The next year, I moved to British Formula 3 with the same team. Last year, after I finished school, I lived in Milton Keynes, England, full time. I thought it would be more difficult than it was, but I shared a place with my teammate who was also from Brazil. The championship was very good; I had a lot of podiums and a few wins and won the title. There were some good weekends: like Silverstone, where I was a bit faster than everyone else, and the final round at Donington. I went into that last weekend 15 points behind the leader and won the championship in the final race.
I met Colton Herta when we did Formula 4 together, and he did a couple rounds of Formula 3 last year.

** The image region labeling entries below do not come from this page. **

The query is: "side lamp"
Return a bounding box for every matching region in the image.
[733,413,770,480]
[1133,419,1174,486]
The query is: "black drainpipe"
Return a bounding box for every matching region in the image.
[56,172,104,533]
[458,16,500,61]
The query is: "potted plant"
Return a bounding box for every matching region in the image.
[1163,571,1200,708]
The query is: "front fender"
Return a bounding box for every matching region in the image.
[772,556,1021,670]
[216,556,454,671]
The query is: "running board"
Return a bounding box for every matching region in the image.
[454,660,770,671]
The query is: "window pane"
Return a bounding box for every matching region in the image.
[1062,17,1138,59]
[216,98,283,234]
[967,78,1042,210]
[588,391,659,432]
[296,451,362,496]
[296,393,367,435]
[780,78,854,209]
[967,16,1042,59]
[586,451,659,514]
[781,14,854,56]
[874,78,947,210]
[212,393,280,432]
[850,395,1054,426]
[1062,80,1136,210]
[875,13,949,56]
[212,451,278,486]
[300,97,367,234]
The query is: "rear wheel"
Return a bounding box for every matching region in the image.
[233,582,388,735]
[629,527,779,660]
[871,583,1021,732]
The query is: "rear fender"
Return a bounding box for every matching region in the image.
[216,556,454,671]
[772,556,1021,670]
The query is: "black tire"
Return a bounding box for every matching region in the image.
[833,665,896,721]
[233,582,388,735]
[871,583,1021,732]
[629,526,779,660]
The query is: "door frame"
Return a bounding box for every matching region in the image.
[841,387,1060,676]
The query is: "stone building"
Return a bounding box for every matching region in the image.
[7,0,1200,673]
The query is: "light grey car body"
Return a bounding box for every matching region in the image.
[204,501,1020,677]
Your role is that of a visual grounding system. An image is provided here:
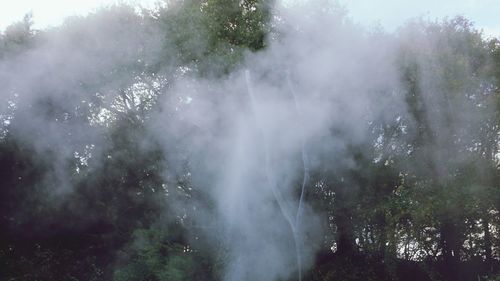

He’s a great driver so it will be fun to race against him again.
What got you interested in the Mazda Road to Indy and the Indy Lights series?
The Mazda Road to Indy program gives a driver more opportunities to become a professional race car driver, so that’s why I chose to come to the U.S.A. And of course, Carlin is one of the biggest teams in the world and they do a great job. They won the championship here last year which gives me even more confidence.
What are your expectations for 2017?
I have a great team and the possibility to do well. Everything will be different for me, so I need to learn the car and learn to drive on ovals. I’m really looking forward to working with the team and hope to become the champion at the end of the year.
What is your favorite racetrack?
Probably Brands Hatch because it’s quite fast and has a lot of elevation changes. I’m looking forward to racing at Road America here in the U.S.
What kind of activities do you do away from the race car?
I go to the gym five days a week, sometimes twice a day because I am trying to be as physically fit as I can. I work on the simulator as well – we have two, so I can race against my brother when I’m at home. I’m also doing some real preparation with the team.
If I wasn’t driving a race car, I'd be ___________________________.
Probably playing tennis! I love sports so I would be doing some other kind of sport.
Do you have a “hidden” talent?
I like to cook. When I was living alone last year I had to learn to cook. I like to make chicken with cheese and pasta with homemade Pomodoro.
What do you do to relax and get away from racing?
I like going to the beach with my friends to relax. The beach in Brazil is so nice! But it’s impossible to get away from racing because my friends love cars as well, so most of the time we are talking about cars.